I'm a student in an intro Perl class, looking for suggestions and feedback on my approach to writing a small (but tricky) program that analyzes data about atoms. My professor encourages forums. I am not advanced with Perl subs or modules (including Bioperl) so please limit responses to an appropriate 'beginner level' so that I can understand and learn from your suggestions and/or code (also limit "Magic" please).
The requirements of the program are as follows:
Read a file (containing data about Atoms) from the command line & create an array of atom records (one record/atom per newline). For each record the program will need to store:
• The atom's serial number (cols 7 - 11)
• The three-letter name of the amino acid to which it belongs (cols 18 - 20)

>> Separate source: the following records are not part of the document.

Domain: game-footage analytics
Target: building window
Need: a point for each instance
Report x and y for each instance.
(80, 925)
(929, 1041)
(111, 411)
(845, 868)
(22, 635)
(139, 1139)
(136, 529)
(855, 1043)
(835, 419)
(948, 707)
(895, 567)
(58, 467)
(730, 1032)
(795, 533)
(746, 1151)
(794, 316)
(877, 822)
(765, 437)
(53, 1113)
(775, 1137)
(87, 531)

• The atom's three coordinates (x,y,z) (cols 31 - 54 )
• The atom's one- or two-letter element name (e.g. C, O, N, Na) (cols 77-78 )Prompt for one of three commands: freq, length, density d (d is some number):
• freq - how many of each type of atom is in the file (example Nitrogen, Sodium, etc would be displayed like this: N: 918 S: 23
• length - The distances among coordinates
• density d (where d is a number) - program will prompt for the name of a file to save computations to and will containing the distance between that atom and every other atom. If that distance is less than or equal to the number d, it increments the count of the number of atoms that are within that distance, unless that count is zero into the file. The output will look something like:
1: 5
2: 3
3: 6
... (very big file) and will close when it finishes.
I'm looking for feedback on what I have written (and need to write) in the code below. I especially appreciate any feedback in how to approach writing my subs. I've included sample input data at the bottom.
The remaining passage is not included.